In 2015, KB Financial Group acquired LIG Insurance, which has now become KB Insurance. In 2018, Shinhan Financial Group purchased ING Life Insurance, now known as Orange Life Insurance.

This year, Prudential Life Insurance is a big fish in the market, with a bidding price expected to be near 2 trillion won ($1.7 billion). KB Financial Group is among several private equity funds that have participated as a bidder.

Hana Financial Group also is already in the process of acquiring The-K Non-Life Insurance for 100 billion won.

In their New Year’s speeches, chiefs of major financial holding companies have unanimously emphasized their interest in mergers and acquisitions (M&A) to fortify company portfolios.

For financial holding companies, flagship banks have played major roles in determining the group’s assets and net income.

As of June 2019, Korea’s top five financial firms - KB, Shinhan, Hana, Woori and Nonghyup - reported that 78.7 percent of their assets and 75.1 percent of their net income derived from banks.

But the outlook is grim this year, following the central bank’s decision to maintain the low base rate. The net interest margin, the difference between the amount of money generated by financial institutions from interest rate and the amount of interest paid out to the lenders, dropped from 1.62 percent in the first quarter of last year to 1.59 in the third quarter.

The Bank of Korea may even drop the key interest rate in the first half of this year.

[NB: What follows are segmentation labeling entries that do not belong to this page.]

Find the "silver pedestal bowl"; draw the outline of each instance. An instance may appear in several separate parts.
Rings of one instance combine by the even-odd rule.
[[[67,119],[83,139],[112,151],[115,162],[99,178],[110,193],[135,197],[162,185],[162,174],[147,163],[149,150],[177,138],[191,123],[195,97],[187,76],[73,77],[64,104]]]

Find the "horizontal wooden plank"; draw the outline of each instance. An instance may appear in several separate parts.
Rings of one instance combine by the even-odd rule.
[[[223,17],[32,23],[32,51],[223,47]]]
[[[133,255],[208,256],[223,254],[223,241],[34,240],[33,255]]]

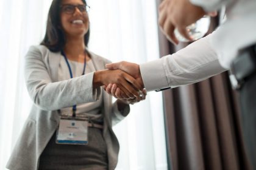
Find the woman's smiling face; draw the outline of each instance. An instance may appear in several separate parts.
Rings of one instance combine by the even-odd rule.
[[[62,0],[60,20],[66,35],[84,36],[89,29],[86,4],[81,0]]]

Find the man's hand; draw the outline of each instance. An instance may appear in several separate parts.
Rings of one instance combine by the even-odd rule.
[[[202,8],[193,5],[189,0],[164,0],[159,6],[159,25],[166,38],[177,44],[174,35],[177,28],[185,38],[192,40],[186,29],[206,14]]]
[[[120,69],[133,76],[144,87],[143,81],[140,70],[140,66],[135,63],[126,61],[107,64],[106,67],[110,70]]]
[[[117,87],[116,84],[109,84],[107,86],[104,86],[104,88],[108,94],[113,96],[117,99],[120,100],[126,104],[133,104],[135,103],[140,102],[141,100],[145,100],[147,95],[147,92],[146,89],[144,89],[139,97],[134,97],[133,98],[126,99],[125,97],[123,95],[123,92],[119,87]]]
[[[99,70],[93,76],[93,87],[108,84],[116,84],[124,93],[124,98],[133,98],[140,96],[143,87],[132,76],[120,69]]]

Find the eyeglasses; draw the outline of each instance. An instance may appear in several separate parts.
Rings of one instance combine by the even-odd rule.
[[[60,9],[62,12],[67,14],[73,14],[77,7],[81,13],[88,12],[90,10],[90,7],[87,5],[72,5],[72,4],[64,4],[60,6]]]

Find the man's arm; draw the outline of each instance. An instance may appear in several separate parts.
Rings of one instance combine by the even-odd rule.
[[[106,66],[122,69],[135,78],[141,77],[147,91],[194,83],[226,70],[211,46],[210,40],[213,34],[153,61],[140,65],[123,61]]]

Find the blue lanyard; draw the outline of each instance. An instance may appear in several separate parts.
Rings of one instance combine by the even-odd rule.
[[[71,78],[73,78],[73,75],[72,73],[71,67],[70,66],[69,63],[68,62],[68,58],[66,58],[66,54],[65,53],[63,50],[61,51],[61,53],[64,56],[65,60],[66,61],[66,64],[68,65],[68,70],[69,70],[70,77]],[[85,61],[84,61],[84,69],[83,69],[83,72],[82,73],[82,75],[85,74],[85,67],[86,67],[86,52],[85,52]],[[72,117],[76,117],[76,105],[73,106],[73,108],[72,110],[73,111],[73,114],[72,114]]]

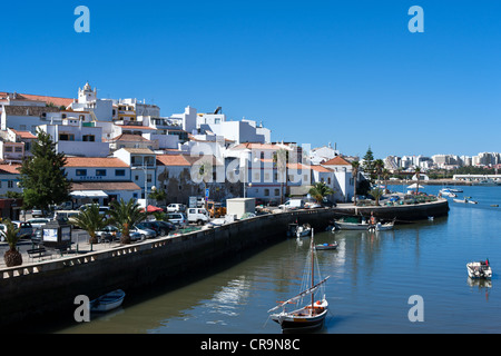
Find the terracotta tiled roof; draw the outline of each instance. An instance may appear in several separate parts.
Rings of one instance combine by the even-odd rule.
[[[186,155],[158,155],[157,166],[191,166]]]
[[[19,136],[20,138],[23,139],[36,139],[37,136],[35,136],[33,134],[31,134],[30,131],[18,131],[14,129],[10,129],[12,132],[14,132],[17,136]]]
[[[71,190],[140,190],[134,181],[75,181]]]
[[[116,157],[67,157],[65,167],[129,167]]]
[[[323,164],[324,166],[351,166],[352,164],[350,164],[347,160],[345,160],[343,157],[341,156],[336,156],[333,159],[327,160],[326,162]]]
[[[0,174],[19,175],[21,165],[0,165]]]
[[[70,98],[59,98],[59,97],[47,97],[47,96],[33,96],[30,93],[21,93],[27,99],[30,100],[38,100],[38,101],[45,101],[47,103],[52,102],[57,107],[68,107],[73,102],[73,99]]]

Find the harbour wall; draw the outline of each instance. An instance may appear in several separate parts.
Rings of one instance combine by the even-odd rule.
[[[333,217],[332,209],[264,215],[212,229],[1,269],[0,328],[22,328],[48,318],[75,323],[78,295],[94,299],[117,288],[128,293],[194,275],[249,249],[284,240],[291,222],[310,222],[324,229]]]
[[[441,217],[449,214],[449,202],[444,198],[426,204],[395,205],[395,206],[367,206],[334,208],[336,216],[357,215],[369,217],[373,214],[380,219],[396,219],[397,222],[424,220],[429,217]]]

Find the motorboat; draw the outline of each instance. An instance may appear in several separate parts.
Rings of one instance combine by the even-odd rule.
[[[325,277],[324,279],[315,284],[314,276],[315,266],[317,266],[317,264],[315,264],[316,249],[314,248],[314,246],[315,245],[312,231],[308,258],[305,267],[305,276],[303,278],[304,285],[302,286],[301,293],[292,297],[291,299],[281,301],[277,306],[268,310],[268,313],[272,313],[282,308],[281,312],[274,313],[269,317],[272,318],[272,320],[281,325],[283,332],[303,332],[308,329],[317,329],[324,325],[324,320],[328,312],[328,303],[325,294],[323,295],[322,299],[315,300],[315,293],[317,290],[322,293],[324,284],[328,279],[328,277]],[[318,271],[316,274],[320,275]],[[308,296],[311,296],[311,298]],[[303,305],[303,307],[299,307],[292,312],[286,310],[287,305],[295,303],[301,304],[305,297],[308,298],[306,298],[307,301],[305,305]]]
[[[90,301],[90,312],[104,313],[118,308],[125,298],[125,291],[117,289]]]
[[[480,181],[472,182],[472,186],[483,186],[483,187],[498,187],[501,184],[494,179],[488,178]]]
[[[468,276],[470,278],[491,278],[492,269],[489,259],[466,264]]]
[[[303,224],[296,229],[296,237],[304,237],[312,235],[312,226],[310,224]]]
[[[337,248],[337,243],[334,241],[333,244],[318,244],[315,245],[315,249],[316,250],[324,250],[324,249],[336,249]]]
[[[360,222],[352,222],[345,220],[336,220],[334,221],[334,226],[340,230],[375,230],[375,231],[384,231],[393,229],[395,221],[382,224],[381,221],[376,224],[370,224],[365,219],[362,219]]]
[[[443,188],[443,189],[440,189],[439,194],[440,194],[442,197],[450,197],[450,198],[455,198],[455,197],[458,197],[458,195],[456,195],[455,192],[453,192],[450,188]]]

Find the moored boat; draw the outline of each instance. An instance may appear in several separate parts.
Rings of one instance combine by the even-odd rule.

That is why major financial firms are expanding their portfolios into non-banking sectors, such as in insurance and securities.

The Korea Investors Service in December released a report saying that the low key rate and low-growth economic environment has led to unfavorable conditions for bank operations. It said the profitability of banks will drop, and dependency on net income will fall more drastically than dependency on assets, which will eventually lead to more demands for expansion in non-banking sectors.

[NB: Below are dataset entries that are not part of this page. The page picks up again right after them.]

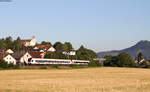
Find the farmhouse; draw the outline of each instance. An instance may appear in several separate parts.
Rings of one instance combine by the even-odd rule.
[[[31,39],[21,40],[21,43],[25,47],[30,47],[30,46],[33,47],[36,45],[36,38],[35,38],[35,36],[33,36]]]
[[[8,64],[13,64],[16,65],[17,64],[17,60],[10,54],[6,55],[3,60],[5,62],[7,62]]]
[[[75,56],[76,55],[76,51],[75,50],[70,50],[70,51],[64,50],[64,51],[62,51],[62,53],[64,55],[70,55],[70,56]]]
[[[36,45],[34,50],[38,50],[40,52],[55,52],[55,48],[50,45]]]

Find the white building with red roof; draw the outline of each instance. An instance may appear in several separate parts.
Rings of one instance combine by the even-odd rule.
[[[21,42],[25,47],[30,47],[30,46],[33,47],[36,45],[36,38],[35,36],[33,36],[31,39],[23,39],[21,40]]]

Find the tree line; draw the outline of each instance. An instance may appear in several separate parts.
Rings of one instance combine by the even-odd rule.
[[[53,46],[56,51],[55,52],[47,52],[45,58],[57,58],[57,59],[80,59],[80,60],[93,60],[96,58],[96,53],[91,50],[85,48],[83,45],[75,50],[73,45],[70,42],[55,42],[52,44],[48,41],[42,41],[41,43],[37,43],[37,45],[50,45]],[[13,51],[24,50],[32,47],[25,48],[21,43],[21,38],[17,37],[15,40],[11,36],[0,39],[0,48],[3,49],[12,49]],[[73,51],[75,50],[76,55],[64,55],[62,51]]]

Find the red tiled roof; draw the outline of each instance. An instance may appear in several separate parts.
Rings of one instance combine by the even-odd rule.
[[[31,39],[27,39],[27,40],[21,40],[21,42],[30,42]]]
[[[38,49],[48,50],[51,46],[50,45],[37,45],[35,47],[38,48]]]
[[[36,51],[28,51],[32,58],[44,58],[45,53],[43,52],[36,52]],[[44,56],[42,56],[44,55]]]

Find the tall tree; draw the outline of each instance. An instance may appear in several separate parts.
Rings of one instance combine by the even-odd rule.
[[[63,44],[61,42],[56,42],[53,47],[56,49],[56,50],[63,50],[64,47],[63,47]]]
[[[14,41],[14,50],[17,51],[17,50],[21,50],[22,49],[22,43],[21,43],[21,38],[20,37],[17,37],[17,39]]]
[[[143,59],[143,54],[140,52],[137,55],[137,61],[140,62]]]
[[[68,51],[73,50],[73,46],[70,42],[65,42],[63,47],[64,47],[64,50],[68,50]]]
[[[41,45],[50,45],[50,46],[52,46],[51,42],[46,42],[46,41],[42,41]]]

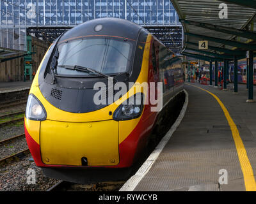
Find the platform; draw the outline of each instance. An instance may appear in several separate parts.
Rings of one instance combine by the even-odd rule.
[[[256,103],[246,102],[245,85],[239,85],[238,94],[232,93],[232,85],[221,91],[187,83],[188,104],[179,126],[173,133],[167,133],[172,135],[158,157],[154,160],[150,156],[145,162],[152,164],[141,168],[120,190],[256,190],[252,175],[252,171],[256,172]],[[232,125],[233,132],[216,98],[198,87],[223,103],[236,124]],[[227,184],[219,180],[225,170]]]
[[[0,94],[30,89],[32,81],[0,82]]]

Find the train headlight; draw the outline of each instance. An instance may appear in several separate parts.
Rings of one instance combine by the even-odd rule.
[[[46,119],[45,109],[39,99],[33,94],[28,96],[25,117],[27,119],[33,120]]]
[[[143,109],[143,94],[138,93],[123,102],[115,111],[115,120],[125,120],[138,118]]]

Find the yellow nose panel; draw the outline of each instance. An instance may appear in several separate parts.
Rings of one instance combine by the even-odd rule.
[[[118,122],[41,122],[40,149],[45,164],[116,165],[119,163]]]

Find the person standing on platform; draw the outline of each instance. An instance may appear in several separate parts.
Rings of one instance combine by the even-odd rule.
[[[221,71],[219,70],[218,75],[218,78],[219,79],[219,83],[221,82],[221,76],[222,76]]]
[[[198,69],[196,69],[196,81],[198,81],[198,75],[199,75]]]

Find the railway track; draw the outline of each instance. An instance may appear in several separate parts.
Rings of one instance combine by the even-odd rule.
[[[22,150],[19,152],[13,154],[12,155],[8,156],[4,158],[1,159],[0,159],[0,166],[3,165],[4,164],[6,164],[10,163],[11,161],[13,160],[19,160],[20,158],[26,156],[27,154],[29,153],[29,149],[26,149],[24,150]]]
[[[125,181],[102,182],[95,184],[77,184],[65,180],[60,180],[46,191],[116,191],[125,183]]]
[[[1,141],[0,141],[0,145],[3,145],[3,144],[6,143],[8,143],[8,142],[10,142],[12,140],[13,140],[15,139],[19,138],[24,137],[24,136],[25,136],[25,134],[20,134],[20,135],[19,135],[14,136],[13,136],[12,138],[1,140]]]
[[[6,143],[10,143],[10,142],[12,142],[14,140],[16,140],[16,139],[18,139],[20,138],[22,138],[22,137],[25,137],[25,134],[20,134],[20,135],[11,137],[10,138],[7,138],[7,139],[1,140],[1,141],[0,141],[0,146],[4,145]],[[0,159],[0,165],[4,164],[4,163],[8,163],[10,161],[13,161],[13,160],[17,160],[17,159],[24,157],[29,152],[29,150],[28,149],[26,149],[19,151],[18,152],[14,153],[10,156],[5,157],[3,159]]]
[[[12,113],[6,114],[6,115],[0,116],[0,121],[3,121],[7,119],[7,121],[0,122],[0,127],[6,126],[8,124],[16,123],[17,122],[22,121],[24,120],[24,113],[25,113],[24,111],[22,111],[22,112]],[[19,115],[21,115],[21,114],[22,114],[22,117],[12,119],[13,117],[19,116]],[[10,119],[9,119],[9,118],[10,118]]]
[[[20,105],[26,105],[26,103],[27,103],[27,99],[4,102],[0,104],[0,110],[3,108],[8,108],[13,106],[16,106]]]

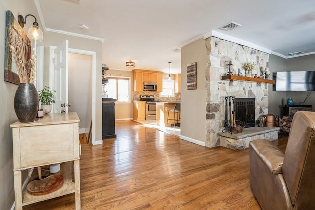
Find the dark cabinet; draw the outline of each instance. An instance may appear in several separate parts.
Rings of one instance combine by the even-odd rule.
[[[116,138],[115,132],[115,103],[103,101],[102,139]]]

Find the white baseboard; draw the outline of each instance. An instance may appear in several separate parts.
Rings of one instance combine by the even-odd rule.
[[[183,139],[184,140],[186,140],[189,141],[189,142],[191,142],[192,143],[196,144],[199,145],[201,145],[202,146],[205,147],[206,143],[204,142],[202,142],[199,140],[197,140],[196,139],[192,139],[191,138],[187,137],[187,136],[182,136],[181,135],[179,136],[179,138],[181,139]]]
[[[89,130],[90,129],[88,128],[79,128],[79,133],[89,133]]]
[[[132,118],[120,118],[119,119],[115,119],[115,121],[129,120],[132,120]]]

Shinhan Financial Group and KB Financial Group are both vying for the industry’s top position.

In 2017, KB Financial was able to take the lead in the banking business after acquiring LIG Insurance in 2015 and Hyundai Securities in 2016. Shinhan Financial Group snatched back the top spot by acquiring ING Life in 2018 for 2.3 trillion won. At the time, ING Life had assets worth 31 trillion won.

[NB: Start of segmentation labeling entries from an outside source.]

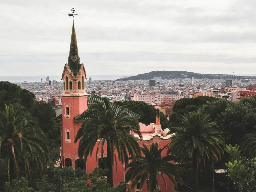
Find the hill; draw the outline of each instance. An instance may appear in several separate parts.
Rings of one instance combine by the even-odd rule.
[[[241,76],[233,76],[232,75],[220,74],[202,74],[188,71],[156,71],[149,73],[140,74],[136,76],[132,76],[128,77],[118,79],[117,81],[127,81],[128,80],[147,80],[151,79],[154,77],[160,77],[162,79],[171,79],[176,78],[195,78],[203,79],[243,79],[245,78],[251,78],[255,77],[246,77]]]

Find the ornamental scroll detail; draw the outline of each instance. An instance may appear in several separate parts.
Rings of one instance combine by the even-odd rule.
[[[64,130],[65,131],[66,131],[67,130],[68,130],[68,131],[69,131],[69,132],[71,132],[71,128],[68,128],[68,129],[67,129],[67,128],[65,127],[65,128],[64,128]]]
[[[74,158],[74,156],[71,154],[71,153],[68,153],[68,153],[64,153],[63,155],[65,157],[69,158],[69,159],[73,159]]]
[[[161,142],[161,140],[159,137],[156,136],[153,139],[148,141],[148,143],[152,144],[153,143],[157,143],[158,144],[160,144]]]
[[[66,106],[68,106],[68,107],[70,107],[71,106],[71,105],[70,104],[70,103],[68,103],[67,104],[65,103],[64,103],[64,107],[66,107]]]

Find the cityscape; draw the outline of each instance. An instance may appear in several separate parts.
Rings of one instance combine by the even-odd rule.
[[[256,4],[58,1],[0,2],[0,192],[256,191]]]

For KB Financial Group, Prudential Life is a more than a tempting item, with 20 trillion won in assets and 144.8 billion won of operating profit, based on 2018 figures. While KB Financial is a leading player in banking, card, securities and other sectors, it lacks substantial investments in the insurance industry.

The insurance industry may be experiencing slow growth, but it’s a different story for the intersection of insurance and technology, another reason financial groups are eyeing insurance companies despite their low profitability.

The number of those firms included in the list of top 100 financial tech firms announced by global consulting company KPMG International Cooperative and investment company H2 Ventures rose from 11 in 2018 to 17 in 2019.

Hana Financial Group also recently invested 8.5 billion won in Bomapp, an insurance start-up that offers personalized insurance plans through its affiliates.

But acquisitions of insurance companies don’t always work out well. In 2011, Hyundai Motor Group acquired Green Cross Life Insurance to launch Hyundai Life Insurance but didn’t see much success.

“Besides the case of Orange Life, there are a lot of cases where [M&A] only end up in intensified competition and poor operation,” said Jo Bo-ram, an analyst at NH Investment & Securities in a report.